Anyone who’s not on an iPhone might be Apple-green with envy over the amazing choice of apps available for download at the iPhone App Store versus the apps at Blackberry’s App World. There are far more iPhone apps, they tend to be less expensive, and they don’t run on Blackberrys. Is this inevitable, when apps are written for different operating systems because they have to be written in different languages? Is this a continuing, deliberate fragmentation of the market to create the appearance of separate solitudes between Microsoft and Apple operating systems and the devices that run on them (i.e. Blackberry and iPhone, respectively)? Maybe both, but what else is new?
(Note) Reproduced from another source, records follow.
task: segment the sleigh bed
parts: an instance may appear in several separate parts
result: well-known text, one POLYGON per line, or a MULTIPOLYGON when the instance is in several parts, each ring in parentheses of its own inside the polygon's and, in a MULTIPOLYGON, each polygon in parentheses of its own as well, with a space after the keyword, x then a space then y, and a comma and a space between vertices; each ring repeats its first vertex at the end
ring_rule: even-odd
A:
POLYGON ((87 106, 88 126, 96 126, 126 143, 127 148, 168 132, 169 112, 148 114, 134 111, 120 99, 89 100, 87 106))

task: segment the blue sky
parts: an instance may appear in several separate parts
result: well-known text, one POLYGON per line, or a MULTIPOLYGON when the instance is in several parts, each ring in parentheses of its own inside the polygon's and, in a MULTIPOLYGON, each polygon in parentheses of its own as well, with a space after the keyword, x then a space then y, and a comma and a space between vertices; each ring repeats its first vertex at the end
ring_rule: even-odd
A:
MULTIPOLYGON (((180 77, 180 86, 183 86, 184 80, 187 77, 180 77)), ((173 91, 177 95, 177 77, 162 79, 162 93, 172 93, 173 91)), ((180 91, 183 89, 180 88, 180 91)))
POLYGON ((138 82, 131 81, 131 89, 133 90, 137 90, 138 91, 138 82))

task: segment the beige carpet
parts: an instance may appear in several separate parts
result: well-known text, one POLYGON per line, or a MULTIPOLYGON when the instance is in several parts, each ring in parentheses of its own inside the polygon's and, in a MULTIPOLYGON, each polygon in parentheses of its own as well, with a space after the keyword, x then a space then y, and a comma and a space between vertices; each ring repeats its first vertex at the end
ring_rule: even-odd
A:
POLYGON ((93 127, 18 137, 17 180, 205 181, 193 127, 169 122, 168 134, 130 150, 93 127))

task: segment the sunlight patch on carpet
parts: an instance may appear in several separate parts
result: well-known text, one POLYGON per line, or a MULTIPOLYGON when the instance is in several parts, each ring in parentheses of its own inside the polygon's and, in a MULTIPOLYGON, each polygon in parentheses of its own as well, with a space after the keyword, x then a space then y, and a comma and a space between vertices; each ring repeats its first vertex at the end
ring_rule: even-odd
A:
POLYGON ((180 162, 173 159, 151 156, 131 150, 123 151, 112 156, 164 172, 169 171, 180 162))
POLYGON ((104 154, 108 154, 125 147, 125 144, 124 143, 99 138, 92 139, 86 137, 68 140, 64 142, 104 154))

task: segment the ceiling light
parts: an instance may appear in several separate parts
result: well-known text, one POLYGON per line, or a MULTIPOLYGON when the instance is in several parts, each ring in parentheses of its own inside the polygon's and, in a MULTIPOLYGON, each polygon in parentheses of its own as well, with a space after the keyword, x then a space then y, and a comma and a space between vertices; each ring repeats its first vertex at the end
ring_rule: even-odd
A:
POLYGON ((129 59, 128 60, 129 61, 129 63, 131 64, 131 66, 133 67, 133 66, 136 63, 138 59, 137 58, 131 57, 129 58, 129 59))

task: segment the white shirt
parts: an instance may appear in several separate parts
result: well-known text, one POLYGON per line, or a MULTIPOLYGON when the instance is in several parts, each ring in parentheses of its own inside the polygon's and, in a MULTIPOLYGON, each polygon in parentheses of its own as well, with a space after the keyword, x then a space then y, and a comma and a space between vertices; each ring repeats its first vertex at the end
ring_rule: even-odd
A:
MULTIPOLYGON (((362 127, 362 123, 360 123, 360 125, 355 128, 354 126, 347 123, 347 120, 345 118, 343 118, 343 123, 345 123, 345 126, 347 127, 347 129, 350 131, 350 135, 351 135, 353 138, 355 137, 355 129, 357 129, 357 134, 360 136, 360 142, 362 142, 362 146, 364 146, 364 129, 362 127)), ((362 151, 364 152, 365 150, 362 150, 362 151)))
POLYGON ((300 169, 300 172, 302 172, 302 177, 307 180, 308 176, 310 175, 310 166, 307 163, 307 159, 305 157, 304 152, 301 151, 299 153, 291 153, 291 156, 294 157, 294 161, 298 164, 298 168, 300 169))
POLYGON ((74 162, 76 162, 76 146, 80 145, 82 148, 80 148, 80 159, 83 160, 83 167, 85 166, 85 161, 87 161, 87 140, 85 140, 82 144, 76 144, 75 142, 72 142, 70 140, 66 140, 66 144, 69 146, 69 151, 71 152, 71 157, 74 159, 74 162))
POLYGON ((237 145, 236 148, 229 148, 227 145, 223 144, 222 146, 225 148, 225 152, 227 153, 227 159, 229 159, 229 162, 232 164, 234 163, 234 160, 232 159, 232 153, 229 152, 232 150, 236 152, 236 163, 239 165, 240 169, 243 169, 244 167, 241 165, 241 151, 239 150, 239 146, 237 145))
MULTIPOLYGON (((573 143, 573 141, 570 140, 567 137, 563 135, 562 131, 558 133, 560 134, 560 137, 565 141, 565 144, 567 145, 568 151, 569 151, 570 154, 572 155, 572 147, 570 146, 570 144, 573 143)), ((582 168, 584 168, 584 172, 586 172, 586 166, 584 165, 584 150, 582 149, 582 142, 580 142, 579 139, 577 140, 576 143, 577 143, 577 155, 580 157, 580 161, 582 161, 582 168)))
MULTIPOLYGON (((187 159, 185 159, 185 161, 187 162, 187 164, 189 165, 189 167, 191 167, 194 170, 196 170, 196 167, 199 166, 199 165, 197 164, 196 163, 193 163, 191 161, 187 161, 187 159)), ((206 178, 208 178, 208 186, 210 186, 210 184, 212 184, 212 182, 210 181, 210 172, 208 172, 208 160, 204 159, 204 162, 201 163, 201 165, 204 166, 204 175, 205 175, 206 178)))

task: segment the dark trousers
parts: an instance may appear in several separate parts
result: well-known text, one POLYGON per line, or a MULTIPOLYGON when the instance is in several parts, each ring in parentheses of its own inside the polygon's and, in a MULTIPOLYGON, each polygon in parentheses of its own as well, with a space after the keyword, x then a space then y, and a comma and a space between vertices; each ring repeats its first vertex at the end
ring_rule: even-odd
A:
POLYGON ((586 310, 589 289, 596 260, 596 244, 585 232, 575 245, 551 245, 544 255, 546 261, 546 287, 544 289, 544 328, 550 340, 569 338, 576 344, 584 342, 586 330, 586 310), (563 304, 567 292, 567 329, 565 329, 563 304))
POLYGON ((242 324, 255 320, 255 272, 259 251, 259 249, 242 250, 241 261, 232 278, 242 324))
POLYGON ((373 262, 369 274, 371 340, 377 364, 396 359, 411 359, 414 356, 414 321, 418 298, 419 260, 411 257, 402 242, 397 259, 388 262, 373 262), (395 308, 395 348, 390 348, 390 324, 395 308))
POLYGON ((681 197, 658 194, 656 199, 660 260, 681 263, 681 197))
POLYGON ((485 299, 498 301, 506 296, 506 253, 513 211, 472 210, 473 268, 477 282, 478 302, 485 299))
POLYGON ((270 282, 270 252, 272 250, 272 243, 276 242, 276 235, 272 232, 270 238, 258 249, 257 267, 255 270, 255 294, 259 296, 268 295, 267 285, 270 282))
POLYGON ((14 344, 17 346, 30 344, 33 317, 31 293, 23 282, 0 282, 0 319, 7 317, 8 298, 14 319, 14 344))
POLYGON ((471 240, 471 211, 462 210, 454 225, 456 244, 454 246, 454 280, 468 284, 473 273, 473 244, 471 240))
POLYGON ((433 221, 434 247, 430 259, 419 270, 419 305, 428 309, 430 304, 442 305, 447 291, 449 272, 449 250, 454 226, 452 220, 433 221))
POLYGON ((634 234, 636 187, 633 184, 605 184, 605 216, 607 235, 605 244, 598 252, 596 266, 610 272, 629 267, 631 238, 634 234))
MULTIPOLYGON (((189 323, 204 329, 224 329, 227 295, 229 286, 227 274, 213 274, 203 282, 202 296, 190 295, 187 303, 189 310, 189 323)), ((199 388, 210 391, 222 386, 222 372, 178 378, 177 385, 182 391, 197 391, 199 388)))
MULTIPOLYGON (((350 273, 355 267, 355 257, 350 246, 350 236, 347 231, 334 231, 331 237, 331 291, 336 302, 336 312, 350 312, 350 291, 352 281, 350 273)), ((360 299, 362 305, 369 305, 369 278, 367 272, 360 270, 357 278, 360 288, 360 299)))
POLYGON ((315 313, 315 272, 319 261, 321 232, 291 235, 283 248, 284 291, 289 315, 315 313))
Well, crowd-sourcing efforts by developers to get their apps on both platforms with the least amount of effort, by creating more elegant code that shares the logical design of the app across both platforms.

What this means for the longer term is that as more and more software development kits (SDKs) in Objective-C (iPhone) and Java (Blackberry) get into the hands of grassroots developers hoping to make money selling their apps online, there is going to be a push toward cross-platform programming. As pointed out by developer Teabot on, the core application code can be written so that it appears very similar on either platform, with API wrappers around the edges of the code that can be re-usable.

To achieve the same look and feel on each platform would require very different ‘physical components’ according to developer Grouchal on, but Teabot goes on to claim that you should be able to share the logical design of your application if you carefully separate it into highly decoupled layers. This is still a big win because the logical application design probably accounts for a large part of your development effort, according to him.

This type of chatter shows it’s inevitable that the division of the apps market across operating system platforms will become eased, as grassroots developers become more inventive in finding ways to bridge the language barrier.